Kroptokine regrette la perte d’influence de la philosophie. Il rejoint Nietzsche dans sa critique de la philosophie allemande et son admiration pour Voltaire.

"A cette époque là, les affameurs redoutaient la philosophie. Mais les curés et les gens d’affaires, aidés par des philosophes universitaires allemands, au jargon incompréhensible, ont parfaitement réussi à rendre la philosophie inutile, sinon ridicule. ". D’ailleurs, dans l’influence de la philosophie allemande du Dix Neuvième siècle, avec cette dématérialisation sémantique, cette utilisation perverse du langage pour recréer un réel en dehors du réel, n’a-t-on pas les prémices de la réflexion communiste, philosophie avant tout allemande, que les philosophes français et allemands porteront (la philosophie, pas le communisme) à une degré encore jamais atteint d’incompréhensibilité.

L’anarchisme, principe d’une renaissance intellectuelle

Si l’anarchisme commence en tant que négation, Kropotkine insiste sur son rôle reconstructeur (ce que Les Editions de Londres, signataires de la pétition néo-schumpétérienne de renaissance parisienne par la destruction puis la reconstruction de Paris, ne peuvent qu’applaudir). Il n’a pas la méfiance d’un Bakounine vis-à-vis de la science. Un de ses grands thèmes, c’est le parallélisme entre le développement des sciences physiques, naturelles et sociales, et celle de l’organisation sociale, thème qu’il poussera parfois jusqu’à ses limites comme dans La morale anarchiste.

Le principe anarchiste

Des discours sur l’essence de l’anarchisme, Kropotkine en a écrit plus que son compte. Ce qui est intéressant dans ce petit texte, c’est qu’il est à la recherche de son principe constructeur.

Alors, à tous les détracteurs de Kropotkine, à ceux qui maintinrent qu’il fut récupéré par la Russie soviétique, qui s’inscrivait déjà à l’opposé des idées qu’il soutint toute sa vie, Les Editions de Londres répondent qu’il n’en est rien. Le principe anarchiste, c’est le principe de la liberté.

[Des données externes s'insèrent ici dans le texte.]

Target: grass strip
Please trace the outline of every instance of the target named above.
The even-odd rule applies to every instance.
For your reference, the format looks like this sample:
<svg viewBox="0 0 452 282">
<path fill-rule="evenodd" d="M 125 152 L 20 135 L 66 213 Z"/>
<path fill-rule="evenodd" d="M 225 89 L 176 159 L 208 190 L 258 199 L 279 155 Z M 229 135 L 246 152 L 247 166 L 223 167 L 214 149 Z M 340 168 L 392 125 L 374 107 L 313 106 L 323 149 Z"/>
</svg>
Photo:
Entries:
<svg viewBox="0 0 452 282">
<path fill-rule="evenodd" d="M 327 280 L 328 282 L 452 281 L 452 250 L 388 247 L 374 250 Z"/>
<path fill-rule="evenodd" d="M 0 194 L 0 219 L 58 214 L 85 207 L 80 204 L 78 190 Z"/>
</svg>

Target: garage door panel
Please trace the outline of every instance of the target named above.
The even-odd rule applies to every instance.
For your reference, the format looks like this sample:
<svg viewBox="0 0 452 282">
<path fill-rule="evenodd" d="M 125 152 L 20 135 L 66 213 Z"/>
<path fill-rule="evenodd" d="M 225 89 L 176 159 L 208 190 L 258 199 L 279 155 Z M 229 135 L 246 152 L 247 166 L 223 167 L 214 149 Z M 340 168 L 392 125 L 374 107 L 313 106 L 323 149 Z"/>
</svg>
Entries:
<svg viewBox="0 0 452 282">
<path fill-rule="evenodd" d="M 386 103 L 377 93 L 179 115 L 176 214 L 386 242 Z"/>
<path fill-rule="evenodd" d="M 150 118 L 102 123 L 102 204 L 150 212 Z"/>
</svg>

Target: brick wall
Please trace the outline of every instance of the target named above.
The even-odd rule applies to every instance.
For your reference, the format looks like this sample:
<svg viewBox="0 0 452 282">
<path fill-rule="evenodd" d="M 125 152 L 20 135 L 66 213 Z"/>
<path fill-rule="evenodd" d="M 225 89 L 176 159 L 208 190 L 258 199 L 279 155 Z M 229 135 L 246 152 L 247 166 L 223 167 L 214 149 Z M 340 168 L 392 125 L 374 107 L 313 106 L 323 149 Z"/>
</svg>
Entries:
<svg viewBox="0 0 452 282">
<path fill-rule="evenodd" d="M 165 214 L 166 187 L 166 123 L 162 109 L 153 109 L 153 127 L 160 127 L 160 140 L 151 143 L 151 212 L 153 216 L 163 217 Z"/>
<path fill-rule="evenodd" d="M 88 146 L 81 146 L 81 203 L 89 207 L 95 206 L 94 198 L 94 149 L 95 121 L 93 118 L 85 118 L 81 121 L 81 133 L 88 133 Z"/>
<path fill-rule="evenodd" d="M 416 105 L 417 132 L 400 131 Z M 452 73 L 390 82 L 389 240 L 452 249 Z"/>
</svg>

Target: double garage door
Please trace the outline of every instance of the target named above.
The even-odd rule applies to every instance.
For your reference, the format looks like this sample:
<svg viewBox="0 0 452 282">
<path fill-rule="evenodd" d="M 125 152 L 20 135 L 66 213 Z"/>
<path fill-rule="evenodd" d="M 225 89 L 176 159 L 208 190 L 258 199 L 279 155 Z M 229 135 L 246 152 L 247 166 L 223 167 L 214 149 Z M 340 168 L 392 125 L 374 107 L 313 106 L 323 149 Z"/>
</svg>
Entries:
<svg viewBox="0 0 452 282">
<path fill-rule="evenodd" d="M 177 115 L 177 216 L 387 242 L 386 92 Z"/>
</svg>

Une nouvelle fois, écoutons-le : "C’est que contre tous ces partis, les anarchistes sont les seuls à défendre en son entier le principe de la liberté. Tous les autres se targuent de rendre l’humanité heureuse en changeant, ou en adoucissant la forme du fouet. S’ils crient « à bas la corde de chanvre du gibet », c’est pour la remplacer par le cordon de soie, appliqué sur le dos. Sans fouet, sans coercition, d’une sorte ou d’une autre, sans le fouet du salaire ou de la faim, sans celui du juge ou du gendarme, sans celui de la punition sous une forme ou sous une autre, ils ne peuvent concevoir la société."